Judean Date Palm (Phoenix dactylifera) is a 2,000-year-old tree growing in a Kibbutz Ketura. Now, the date palm fruit is considered a staple food in the Judean Desert. It was the source of food, tree shelter, and shade for thousands of years. During the Roman Period, it became recognized with the Kingdom of Judah.
The tree so represented the local economy that the Roman Emperor, Vespasian, celebrated the reconquest after the First Jewish Revolt (66-73 CE) by minting Judea Capta coinage. That is to say, a series of coins sometimes depicting Judea as a morning woman beneath a date palm. The palm tree can appear on the coin in combination with the morning woman or without her. The Palm tree represents the Province of Judea, while the women symbolize the Jewish nation.
Judean Date Palm: The Decline
Asaph Goor, in his 21-page article History of the Date through the Ages in the Holy Land, mentions that there was a continuing extent of date cultivation in the region during the Roman period. Goor detects a decline at the beginning of the Early Muslim Period, especially during the Crusaders. He notes that the area’s devastation was particularly hard on the palm plantations. However, despite this, extensive cultivation persisted in Jericho and Zoara until the agrarian economy collapsed during Mamluk’s rule around the 14th century, which he attributes to a change in the climate. Goor quotes several later Ottoman-period travelers to the area regarding the rarity of date palms, including Pierre Belon, who in 1553 scoffed at the idea that the region could have ever produced a bounty of dates like reported in ancient sources.

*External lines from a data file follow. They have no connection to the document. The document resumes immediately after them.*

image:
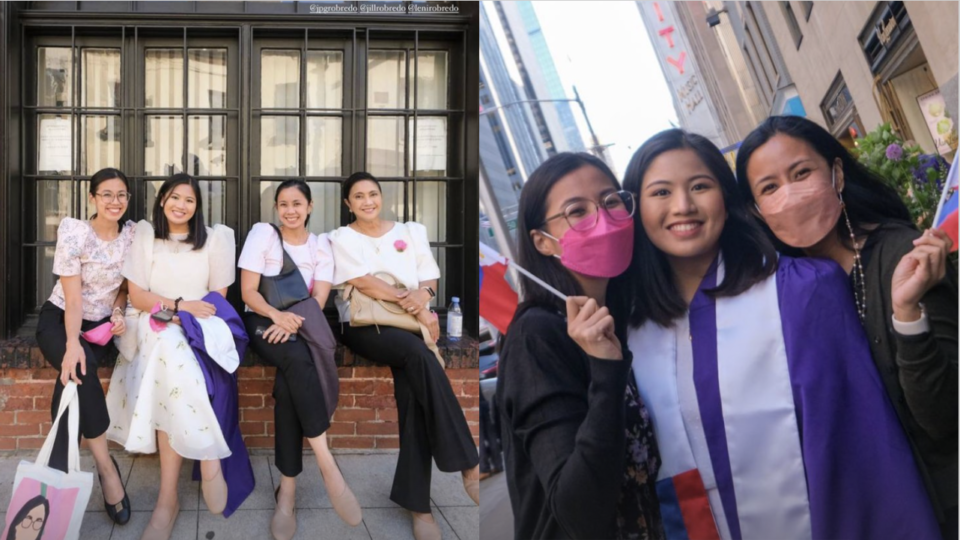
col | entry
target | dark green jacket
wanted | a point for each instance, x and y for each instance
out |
(919, 372)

The Judean Date Palm and the Germination Of a 2,000-Year-Old Seed
During the1963-1965 excavations by Yigael Yadin at Herod the Great’s palace on Masada. A cache of date palm seeds preserved in an ancient jar. Now the seeds had experienced a very dry and sheltered environment for centuries. In fact, Radiocarbon dating at the University of Zurich confirmed the seeds dated from between 155BCE to 64CE. The seeds were held in storage for 40 years at Bar-Ilan University.
In 2005, Dr. Elaine Solowey from the center for Sustainable Agriculture at the Arava Institute for Environmental Studies managed to sprout several seeds, by pretreating them in fertilizer and hormone-rich solution. Three of the seeds were subsequently planted at Ketura in the Arava valley. Eight weeks later one of the seeds sprouted and by June 2008, the tree had nearly a dozen fronds and was nearly 1.4 meters tall.
Seven Species of Israel
Credit: DASonnenfeld, CC BY-SA 4.0, via Wikimedia Commons
Appropriately nicknamed “Methuselah” after the longest-lived person listed in the Bible. Methuselah is remarkable in being the oldest known tree seed successfully germinated and the only living representative of the Judean date palm, a tree extinct for over 800 years, which was once a significant food and export crop in ancient Judah.
Oops, It is A Male
In 2005, before knowing the gender of the palm tree, Dr. Solowey was hoping that it would turn out to be a female; for which there was a 50% chance because that would have allowed it to give fruit; “on the contrary, if it’s a male, it will just be a curiosity” she was quoted saying. Methuselah flowered in March 2011 and is male.
The Grape Wine in Israel
By 2015 Methuselah had produced pollen that has been used successfully to pollinate female date palms. Other Judean date palm seeds were grown in 2015. Several are female, so it is hoped that it will soon be possible to pollinate a female Judean date palm with the pollen of a male of the same variety.
On my tours of the Arava Valley, I like to stop for a bit at Kibbutz Ketura and show my guest Methuselah. Now it’s the end of 2020; the tree, I must tell you, has grown wonderfully.